После многодневных морозов немного отпустило – начался снегопад, и Замоскворечье на глазах заносило снегом. Из нечеловечески высокого подъезда сталинского дома на мрачном гранитном цоколе вышел пожилой человек в толстенной дубленке и в треухе из двух лисиц сразу. Навстречу ему по широкой лестнице поднимался какой-то сумасшедший в бежевом пиджаке, красном шарфе, перекинутом через плечо, без шапки, в седых заснеженных кудрях.

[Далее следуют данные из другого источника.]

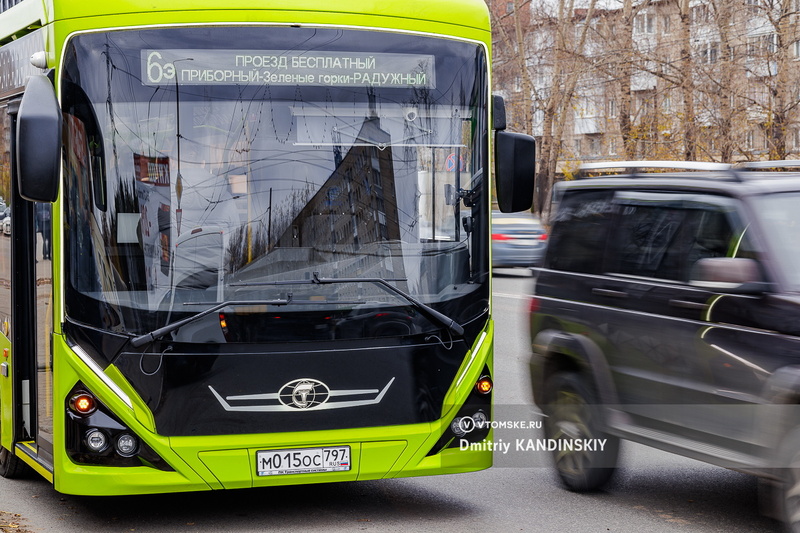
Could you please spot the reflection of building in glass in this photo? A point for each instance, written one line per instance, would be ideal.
(356, 206)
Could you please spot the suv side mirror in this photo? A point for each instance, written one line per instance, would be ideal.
(729, 274)
(38, 149)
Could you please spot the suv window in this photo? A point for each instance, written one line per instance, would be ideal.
(580, 231)
(664, 239)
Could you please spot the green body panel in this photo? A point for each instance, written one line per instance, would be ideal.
(205, 463)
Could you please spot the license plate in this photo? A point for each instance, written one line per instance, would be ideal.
(302, 460)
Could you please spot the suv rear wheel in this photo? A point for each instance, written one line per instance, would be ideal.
(573, 415)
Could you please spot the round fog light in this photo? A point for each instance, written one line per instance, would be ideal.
(126, 445)
(96, 440)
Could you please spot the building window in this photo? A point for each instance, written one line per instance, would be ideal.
(762, 45)
(611, 108)
(666, 24)
(594, 145)
(644, 23)
(709, 53)
(701, 14)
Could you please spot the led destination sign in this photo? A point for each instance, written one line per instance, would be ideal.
(287, 67)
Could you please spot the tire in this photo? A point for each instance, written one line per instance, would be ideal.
(573, 415)
(11, 466)
(787, 498)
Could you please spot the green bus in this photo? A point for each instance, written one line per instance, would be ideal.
(248, 241)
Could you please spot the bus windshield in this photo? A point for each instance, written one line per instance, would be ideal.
(215, 165)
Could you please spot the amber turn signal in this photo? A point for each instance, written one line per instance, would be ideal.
(484, 385)
(83, 403)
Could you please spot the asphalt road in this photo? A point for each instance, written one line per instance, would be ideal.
(652, 492)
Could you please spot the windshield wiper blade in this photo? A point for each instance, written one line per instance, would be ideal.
(440, 318)
(452, 326)
(169, 328)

Дверь еще не захлопнулась, и седой ловко обогнул крепко укутанного человека и юркнул в подъезд.
Вошедший позвонил в нужную дверь и услышал, как затопали чьи-то шаги прочь от двери, потом ясный женский голос закричал: «Гришка, отдай пластилин!» Затем он услышал легкий звон стекла, раздраженный возглас: «Да откройте же дверь!» – и наконец дверь открылась.
За дверью стояла крупная пожилая женщина, в глубине лица которой проклевывалось знакомое зернышко. Возможно, зернышком этим была небольшая лиловатая фасолинка на щеке, которая в давние годы выглядела милой и легкой родинкой. Женщина держала в одной руке отбитое горлышко стеклянной банки и смотрела на него с испугом.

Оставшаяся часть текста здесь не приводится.